97 millions d’euros… Telle est la somme qu’ont dépensée les plus grandes entreprises du numérique en 2020 pour influer sur les décisions de l’Union Européenne grâce à des opérations de lobbying !

Quelque 612 sociétés de la «Big Tech» ont envoyé près de 1500 lobbyistes dans les «couloirs» de la Commission et du Parlement européens, où circulent à l’année 12000 à 20000 de leurs pairs…

Cette même année, ces influenceurs de l’ombre ont participé à plus des deux-tiers des réunions organisées par les hauts-fonctionnaires de la Commission de Bruxelles (203 sur 271), selon un rapport publié par les organisations LobbyControl et Corporate Europe Observatory, alors que dans le même temps, associations de consommateurs, syndicats et ONG n’ont eu accès qu’à 52 de ces rencontres…

Ce sont bien sûr les géants du Net qui se sont taillé la part du lion dans cette nébuleuse de la persuasion discrète et lucrative, les dix premiers ayant dépensé à eux seuls le tiers de ces 97 millions d’euros: Google 5,8 ; Facebook 5,5 ; Microsoft 5,3 ; Apple 3,5 ; Huawei 3 ; Amazon 2,8…

Pourquoi donc un tel déploiement de charmes sonnants et trébuchants en 2020? Parce que la Commission Européenne préparait deux réglementations destinées à encadrer les contenus en ligne et à garantir la libre concurrence sur le marché du numérique.

Face aux accusations de dérives dans ce système officiel et institutionnalisé du lobbying au sein de ses instances, «Bruxelles» invoque pour le défendre l’encadrement et la transparence mis en place…

Mais ses effets pervers sont multiples, tant il porte en lui les germes de ses errances et déviances.

L’on ne compte plus les financements indirects et discrets de «cabinets de conseils», de «groupes de réflexion», d’organisations non gouvernementales, qui justifient les griefs d’opacité.

Le rapport des deux organismes mentionnés pointait, par exemple, les financements octroyés par les lobbyistes à quatorze ONG et «groupes de réflexion»… Et des eurodéputés s’alarment de leur difficulté à trouver des avis et expertises vraiment indépendants, auprès d’experts affranchis d’influences indirectement rémunérées…
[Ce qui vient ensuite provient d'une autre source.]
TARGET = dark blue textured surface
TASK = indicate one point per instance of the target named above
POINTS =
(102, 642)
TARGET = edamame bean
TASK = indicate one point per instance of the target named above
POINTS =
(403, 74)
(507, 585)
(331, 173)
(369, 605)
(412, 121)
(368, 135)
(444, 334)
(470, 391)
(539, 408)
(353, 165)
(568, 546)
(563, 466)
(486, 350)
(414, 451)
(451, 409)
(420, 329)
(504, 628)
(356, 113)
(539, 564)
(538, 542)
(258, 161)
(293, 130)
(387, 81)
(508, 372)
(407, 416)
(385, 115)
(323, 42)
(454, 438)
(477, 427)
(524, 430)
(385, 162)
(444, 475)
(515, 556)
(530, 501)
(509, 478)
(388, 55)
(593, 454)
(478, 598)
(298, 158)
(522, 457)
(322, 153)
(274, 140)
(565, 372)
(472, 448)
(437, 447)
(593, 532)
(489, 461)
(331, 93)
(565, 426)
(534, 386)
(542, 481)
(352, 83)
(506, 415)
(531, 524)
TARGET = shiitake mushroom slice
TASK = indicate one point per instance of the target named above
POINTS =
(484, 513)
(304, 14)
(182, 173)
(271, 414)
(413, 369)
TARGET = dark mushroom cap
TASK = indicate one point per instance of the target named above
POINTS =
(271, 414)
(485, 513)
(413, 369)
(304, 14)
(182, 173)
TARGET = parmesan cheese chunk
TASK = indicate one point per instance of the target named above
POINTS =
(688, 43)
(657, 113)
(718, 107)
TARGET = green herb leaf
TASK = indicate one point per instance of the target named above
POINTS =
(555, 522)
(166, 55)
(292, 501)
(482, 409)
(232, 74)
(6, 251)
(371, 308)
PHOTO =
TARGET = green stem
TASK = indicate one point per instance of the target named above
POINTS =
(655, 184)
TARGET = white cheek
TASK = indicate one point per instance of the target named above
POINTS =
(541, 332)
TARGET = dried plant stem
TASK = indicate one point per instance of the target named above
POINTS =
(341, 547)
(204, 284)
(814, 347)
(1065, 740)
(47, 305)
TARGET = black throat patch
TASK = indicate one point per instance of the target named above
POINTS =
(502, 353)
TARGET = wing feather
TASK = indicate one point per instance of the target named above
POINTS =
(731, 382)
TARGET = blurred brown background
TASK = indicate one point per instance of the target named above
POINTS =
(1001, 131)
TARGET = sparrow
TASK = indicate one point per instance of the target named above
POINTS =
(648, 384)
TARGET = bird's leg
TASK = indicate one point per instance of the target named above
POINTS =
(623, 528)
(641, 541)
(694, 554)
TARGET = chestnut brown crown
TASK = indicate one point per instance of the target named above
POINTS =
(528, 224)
Comment, dès lors, ne pas s’interroger sur les motivations et les fondements réels des centaines de lois et réglementations édictées par l’UE ; sur la soudaine apparition de règlements ou de mesures très catégorielles, au bénéfice d’intérêts groupusculaires ?

Pour lever la défiance grandissante que ses citoyens manifestent à son encontre, l’UE devrait s’attacher à démocratiser ses institutions, son fonctionnement et ses pratiques : la lobbycratie souterraine n’est pas la démocratie.